また、筆者は「農村」、「農民」という言葉を使う時の注意を喚起する。南アフリカにおいて、それらは、白人農場の小作人世帯であり、白人農場がほとんどの農村地帯の中の「ブラック・スポット(※1)農民」であり、アフリカ人居留地の中の「農村」であって、それぞれに置かれている状況が異なり、対処は容易ではないことが伝わってくる。土地問題だけが南アフリカの政治的歴史ではないが、本書を読破すれば、南アフリカをよく知らない者でも、その複雑さがおおよそ理解できるに違いない。
中でも私の注目を引いたのは、筆者が、アフリカ人農村社会にとって「土地」と「家畜」が持つ意味を再検討する必要があると指摘する点である。筆者は、とりわけ政策などに対して農民が一様に「反応」・「抵抗」するキーワードとなるものが、「家畜」である点に着目する。都市労働者とは異なって、政治的動機を持った抵抗運動があまり活発でなかった農村地帯での農民反乱の一番の理由が、牛の間引きや消毒の強要など、「家畜」とりわけ牛に関わる点だというところが興味深い。
「土地」と「家畜」の存在意義について触れられている箇所は、全体を通じてそれほど多くはないが、随所に顔を出す。「土地」や「家畜」に対するアフリカ農民の意識は、南アフリカのみならず、南部アフリカの農村を理解しようとする者にとって重要な視点を提供している。
第5章から第7章では、土地改革が実施された3つの地域の事例研究が報告されている。いずれもアパルトヘイト後の早い時期に土地改革がおこなわれた地域であり、それぞれに南アフリカの「農村」の異なる形態を持つ。第5章では、タウンシップへと強制移住させられた元ブラック・スポット農民の土地返還運動、第6章では白人農村地帯に住むアフリカ人労働小作人と農場労働者の土地獲得までの闘争を、そして第7章では、白人農場地帯における土地改革後のアフリカ人住民の生活の変化の事例をそれぞれ検証している。
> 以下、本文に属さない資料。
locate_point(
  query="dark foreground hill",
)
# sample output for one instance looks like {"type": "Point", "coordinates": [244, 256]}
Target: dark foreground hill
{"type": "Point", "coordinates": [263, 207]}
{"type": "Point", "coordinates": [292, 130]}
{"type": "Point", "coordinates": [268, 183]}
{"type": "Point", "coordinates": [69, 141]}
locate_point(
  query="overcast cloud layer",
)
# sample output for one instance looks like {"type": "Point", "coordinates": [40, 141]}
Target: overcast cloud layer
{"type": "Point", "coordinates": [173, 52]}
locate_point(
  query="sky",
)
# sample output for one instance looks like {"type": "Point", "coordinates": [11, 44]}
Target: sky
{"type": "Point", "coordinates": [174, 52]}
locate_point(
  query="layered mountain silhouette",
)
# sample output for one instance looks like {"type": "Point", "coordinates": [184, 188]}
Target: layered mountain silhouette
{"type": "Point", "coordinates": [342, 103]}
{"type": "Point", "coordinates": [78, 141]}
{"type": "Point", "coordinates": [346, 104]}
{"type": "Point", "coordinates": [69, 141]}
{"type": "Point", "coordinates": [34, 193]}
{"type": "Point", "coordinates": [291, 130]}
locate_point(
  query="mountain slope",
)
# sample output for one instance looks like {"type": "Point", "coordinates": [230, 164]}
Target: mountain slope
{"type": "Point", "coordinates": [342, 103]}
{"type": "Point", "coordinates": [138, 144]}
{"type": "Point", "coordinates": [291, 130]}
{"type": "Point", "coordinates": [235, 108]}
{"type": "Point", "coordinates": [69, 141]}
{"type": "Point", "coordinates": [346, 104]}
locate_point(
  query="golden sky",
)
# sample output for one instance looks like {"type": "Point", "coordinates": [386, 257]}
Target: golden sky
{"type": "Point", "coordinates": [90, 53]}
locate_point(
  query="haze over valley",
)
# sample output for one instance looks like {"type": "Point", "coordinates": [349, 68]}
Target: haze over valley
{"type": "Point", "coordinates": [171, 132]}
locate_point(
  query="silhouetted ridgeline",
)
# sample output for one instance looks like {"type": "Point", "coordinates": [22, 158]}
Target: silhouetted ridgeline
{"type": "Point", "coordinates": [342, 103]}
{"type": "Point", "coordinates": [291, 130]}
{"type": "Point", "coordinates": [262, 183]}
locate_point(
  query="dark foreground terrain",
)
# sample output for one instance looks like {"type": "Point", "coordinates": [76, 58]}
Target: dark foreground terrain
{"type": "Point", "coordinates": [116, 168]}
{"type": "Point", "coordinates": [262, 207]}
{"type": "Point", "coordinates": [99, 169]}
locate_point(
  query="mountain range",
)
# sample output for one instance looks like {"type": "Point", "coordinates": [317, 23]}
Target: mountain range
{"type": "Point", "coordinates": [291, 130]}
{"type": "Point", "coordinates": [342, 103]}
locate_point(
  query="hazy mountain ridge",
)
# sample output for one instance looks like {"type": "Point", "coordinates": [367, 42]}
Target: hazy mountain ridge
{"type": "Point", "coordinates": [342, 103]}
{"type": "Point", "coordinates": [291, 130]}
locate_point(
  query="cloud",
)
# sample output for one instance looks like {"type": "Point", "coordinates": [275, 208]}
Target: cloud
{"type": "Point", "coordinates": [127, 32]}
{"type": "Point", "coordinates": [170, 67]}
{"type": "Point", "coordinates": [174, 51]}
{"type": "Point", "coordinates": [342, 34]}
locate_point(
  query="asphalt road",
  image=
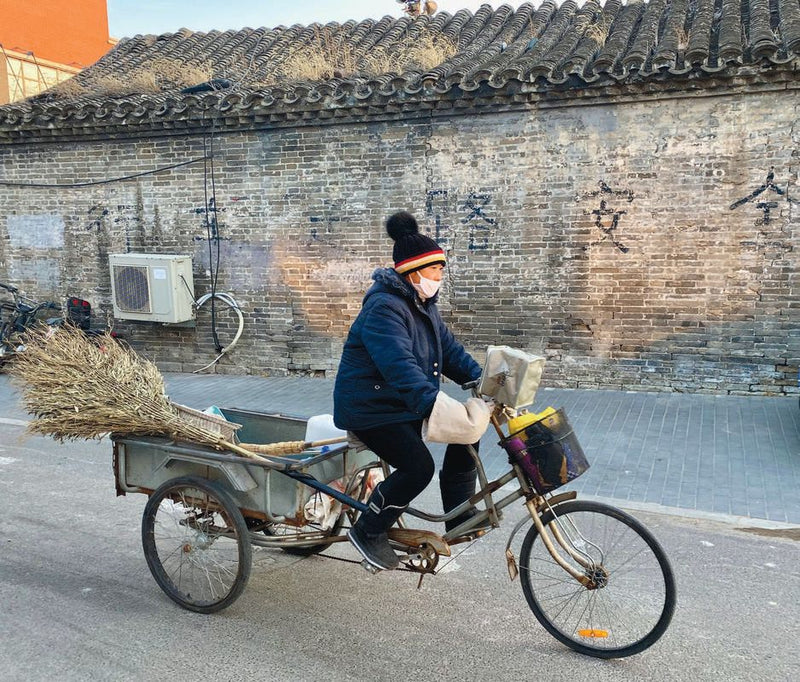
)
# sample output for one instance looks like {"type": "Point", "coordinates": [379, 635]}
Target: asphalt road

興味深いのは、1994年までの南アフリカの経済発展を支えたのが、植民地、人種隔離の時代を経たアパルトヘイト政策であり、同時に、アパルトヘイト政策の廃止を決断させたのも、経済発展のためであった点である。
例えば、1970年に政府に提出されたマレー=デュプレシス委員会の報告書は、「白人農場主の上から1/3が全生産高の85%を生産し、下から1/3は3%しか生産していないことを発見」(p.63)し、下から1/3の農場主に対して政府補助金やローンを出すことに否定的な助言を行ったが、これが政府に受け入れられたことが、政府の「いかなる犠牲を払ってでも白人農場主を土地に留まらせておく」(p.63)という姿勢を破棄した初めての方針転換となる。
1980年には、経済制裁を恐れた財界の要人たちが、国内でアパルトヘイトの廃止を主張し始める。同時に、国外のANC(アフリカ民族会議)幹部と接触を始めるのだが、経済制裁といえば、日本でも南アフリカ産の桃の缶詰や清涼飲料水アップル・タイザーの不買運動が広がったことを覚えている人もいるだろう。
筆者の指摘する「改革の内的な圧力は、(1)白人政権内部、(2)財界、(3)アフリカ人の抵抗運動という主として3つの方向から加えられていった」(p.62)という一文からみても、アパルトヘイトを実施している側において、経済主流の意識が大きな役割を担ったと言えるだろう。
経済主流、つまりは「経済的効率を最優先に考える」という意識はアパルトヘイト後も政策に表れる。当初、RDPによって「貧困対策」として土地改革の第一の柱になった土地再配分事業が、後に「(土地を得た)受益者の経済的な所得の向上が見られず、土地改革が農業生産に貢献しているという証拠がまったく見られない」(p.120)と判断された点である。貧困対策として土地をもらった女性グループなどの自給的農業については、国として高い評価をしていないということになる。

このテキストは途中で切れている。